Eines Tages kam ein Brief vom Personalbüro Schoeller Bleckmann Edelstahlwerke – Mürzzuschlag, in dem Bernd mitgeteilt wurde, dass er als Hilfsarbeiter im Stahlwerk Mürzzuschlag aufgenommen wird. In einem Monat, am ersten Montag, um fünf Uhr in der Früh, habe er sich beim Portier am Haupteingang des Werkes Mürzzuschlag mit einem gültigen Ausweis zu melden.
Bernd kannte das Eingangstor des Stahlwerkes schon aus seiner Hauptschulzeit. Aus diesem Tor strömten um zwei Uhr mittags Hunderte Menschen. Zur gleichen Zeit verließ er meistens die Hauptschule in Mürzzuschlag, ging zur Bushaltestelle und wartete auf den Bus, der ihn nach Hause in den nächstgelegenen Ort Hönigsberg brachte.
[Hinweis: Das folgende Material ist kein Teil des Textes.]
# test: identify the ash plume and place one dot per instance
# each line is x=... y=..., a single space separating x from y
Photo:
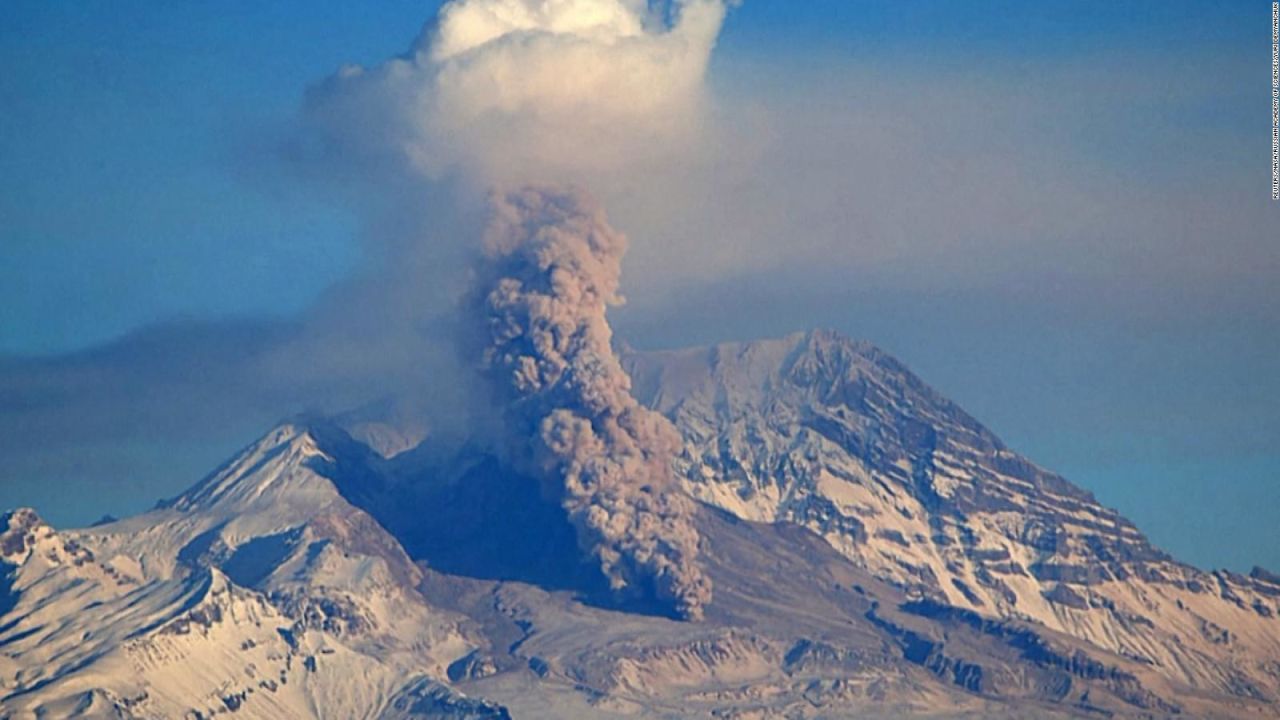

Ein eigener Werkszug, der regelmäßig zwischen den Arbeitsschichten von Hönigsberg nach Mürzzuschlag und umgekehrt verkehrte, brachte Bernd an seinem ersten Arbeitstag als Werksarbeiter fast bis zum Portiereingang innerhalb des Werkes. Der Portier schickte ihn weiter zum Personalbüro. Eine Sekretärin legte ihm einen Arbeitsvertrag vor, den er zu unterschreiben hatte. Bernd unterschrieb, ohne den Vertrag genauer durchzulesen. Auf den ersten Blick stand zu lesen, dass er zur Probe für einen Monat als Schnitzbinder aufgenommen wird. „Drei bis vier Monate müsse er das machen“, sagte ihm die Sekretärin im Personalbüro. „Schnitzbinder das ist ein Aussortierungsjob im Werk so wie die Stutzenputzer“, meinte sein Bruder, als er Bernds Arbeitsvertrag zuhause durchlas. Ein Vertrauensmann von der Adjustage, der die gleiche Richtung hatte und bei den Scheren vorbeikam, nahm Bernd mit, zeigte ihm seinen Umkleideraum, übergab ihm einen Schlüssel für seinen Spind und eine Montur. Ein Vorschneider brachte Bernd zu seinem Arbeitsplatz und zeigte auf einen Jugendlichen, den Bernd von seinen Sauftouren kannte. „Der wird dich in deine Arbeit einführen“, sagte er noch und verschwand um die nächste Ecke. Der Spitzname, des fast gleichaltrigen, aber schon alkoholkranken Arbeiters, war Jesus. Jesus gehörte zur „Giftszene“ von Mürzzuschlag. Der machte beim Anlernen der Arbeit für Bernd den Eindruck, als stünde er neben sich. Nach einer Stunde Anlernzeit war Jesus verschwunden.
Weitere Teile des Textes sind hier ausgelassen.